Department of Computer Science and Engineering Chalmers University of Technology Göteborg, Sweden

# Brake-by-wire and Collision Mitigation System



## Assumptions

- Future microcontrollers will be manufactured in circuit technologies (e.g. 90 nm or 65 nm CMOS) that are sensitive to cosmic ray induced soft errors
- These microcontrollers will be equipped with error detection and error correction mechanisms that can detect, mask and recover from a majority of the soft errors
- However, these mechanisms are not likely to provide perfect error coverage
- Hence, some soft errors will propagate to the architected state (CPU registers and main memory)

## Research Questions

- What impact do soft errors that reach the architected state have on the brake-by-wire controller?
- How likely is it that these errors cause catastrophic failures?
- Can simple software implemented checks prevent catastrophic failures?
- If so, how effective are they?

## Workload



### Experimental setup



Brake system emulator

## **Experimental Set-up**

- Test-port based error injection on MPC565 (PowerPC architecture)
- Fault model: single bit-flips
- Full repeatability and controllability
- Pre-injection analysis ensures that bit-flips are only injected into live registers.
- Pre-injection analysis reduces the number of error injection targets one order of magnitude, from 200.000 to 20.000 for one control loop iteration.
- Exhaustive testing of several control loops

#### Brake controller versions

#### Brake controller versions:

- Basic version
  - Error detection: hardware exceptions in the microcontroller.
- Extended version
  - Error detection: hardware exceptions and software mechanisms (stack pointer check + integrator state check).
  - Error recovery: Reset or rollback to previous controller state.

#### Results



Control loop 665: Basic version executes 287 instructions, extended version 305 instructions.

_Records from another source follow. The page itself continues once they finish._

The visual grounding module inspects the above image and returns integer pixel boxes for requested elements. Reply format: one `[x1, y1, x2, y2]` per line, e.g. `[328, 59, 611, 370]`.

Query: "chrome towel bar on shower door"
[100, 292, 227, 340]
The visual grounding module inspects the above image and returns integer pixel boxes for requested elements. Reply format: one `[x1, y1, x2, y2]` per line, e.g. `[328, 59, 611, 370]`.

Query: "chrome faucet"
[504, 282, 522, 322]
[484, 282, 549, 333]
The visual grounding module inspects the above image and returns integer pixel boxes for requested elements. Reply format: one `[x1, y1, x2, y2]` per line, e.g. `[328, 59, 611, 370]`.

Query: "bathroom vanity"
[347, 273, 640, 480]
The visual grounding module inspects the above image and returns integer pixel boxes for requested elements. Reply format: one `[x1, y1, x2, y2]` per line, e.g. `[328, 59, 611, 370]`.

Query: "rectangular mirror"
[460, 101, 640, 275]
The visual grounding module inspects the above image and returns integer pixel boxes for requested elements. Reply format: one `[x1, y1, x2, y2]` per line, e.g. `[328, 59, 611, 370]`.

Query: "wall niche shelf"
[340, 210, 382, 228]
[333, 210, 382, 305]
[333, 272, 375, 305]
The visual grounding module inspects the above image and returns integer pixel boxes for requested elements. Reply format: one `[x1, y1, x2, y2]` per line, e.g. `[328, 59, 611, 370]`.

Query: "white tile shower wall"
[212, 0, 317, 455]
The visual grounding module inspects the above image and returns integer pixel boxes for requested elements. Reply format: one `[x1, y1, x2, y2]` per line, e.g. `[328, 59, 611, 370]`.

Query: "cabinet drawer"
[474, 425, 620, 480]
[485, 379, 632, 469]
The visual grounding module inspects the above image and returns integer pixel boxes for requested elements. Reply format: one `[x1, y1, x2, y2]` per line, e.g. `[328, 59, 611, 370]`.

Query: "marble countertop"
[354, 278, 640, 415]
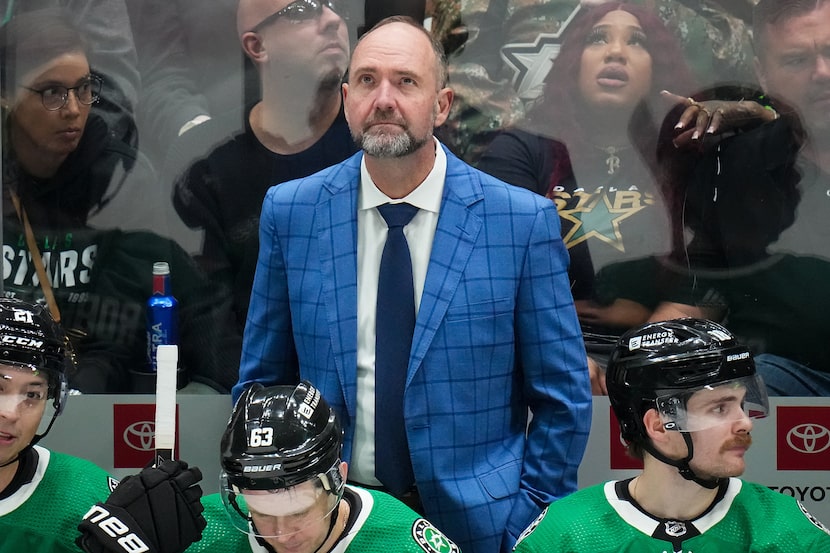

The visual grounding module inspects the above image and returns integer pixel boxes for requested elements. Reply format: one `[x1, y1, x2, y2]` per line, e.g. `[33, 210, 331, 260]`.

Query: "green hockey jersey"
[187, 486, 460, 553]
[514, 478, 830, 553]
[0, 446, 118, 553]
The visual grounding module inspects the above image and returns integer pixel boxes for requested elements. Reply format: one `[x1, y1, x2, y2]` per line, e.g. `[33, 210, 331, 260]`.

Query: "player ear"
[643, 409, 668, 443]
[239, 31, 268, 63]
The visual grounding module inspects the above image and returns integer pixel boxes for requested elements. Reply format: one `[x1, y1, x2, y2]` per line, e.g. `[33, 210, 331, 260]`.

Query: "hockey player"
[188, 382, 459, 553]
[0, 298, 203, 553]
[514, 319, 830, 553]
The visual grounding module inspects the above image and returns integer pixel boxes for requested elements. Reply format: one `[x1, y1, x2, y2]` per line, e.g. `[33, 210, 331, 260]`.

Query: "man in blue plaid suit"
[234, 18, 591, 553]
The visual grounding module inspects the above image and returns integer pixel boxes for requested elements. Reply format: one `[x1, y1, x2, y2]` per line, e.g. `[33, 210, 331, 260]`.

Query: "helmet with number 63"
[220, 382, 345, 537]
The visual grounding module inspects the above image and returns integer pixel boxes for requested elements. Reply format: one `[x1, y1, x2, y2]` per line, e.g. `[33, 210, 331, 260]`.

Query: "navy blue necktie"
[375, 204, 418, 496]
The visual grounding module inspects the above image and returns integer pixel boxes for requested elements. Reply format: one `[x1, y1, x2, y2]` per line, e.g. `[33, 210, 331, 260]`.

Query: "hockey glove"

# Registers Tested / Not tested

#### Errors injected into

- General purpose registers (GPRs)
- Floating point registers (FPRs)
- Data memory

#### Errors not injected into

- Program counter
- Fixed-point exception register (XER) and floating-point status and control register (FPSCR) – These registers hold exception status
- Condition register (CR) Holds ALU status information used by conditional branch instructions
- Link and count registers Used by branch instructions
- Debug and control registers for the MPC565 microcontroller.

#### Conclusions

- Simple software mechanisms seems to be helpful in reducing risk of catastrophic failures in closed-loop control systems susceptible to soft error.
- Open Issues, limitations and uncertainties
  - Not all registers in the architected state tested
  - Need to exercise the system with other activation patterns
  - Validation of single-bit error model (requires simulation or radiation testing)
  - Abnormal behaviour of the microprocessor not tested (requires simulation or radiation testing)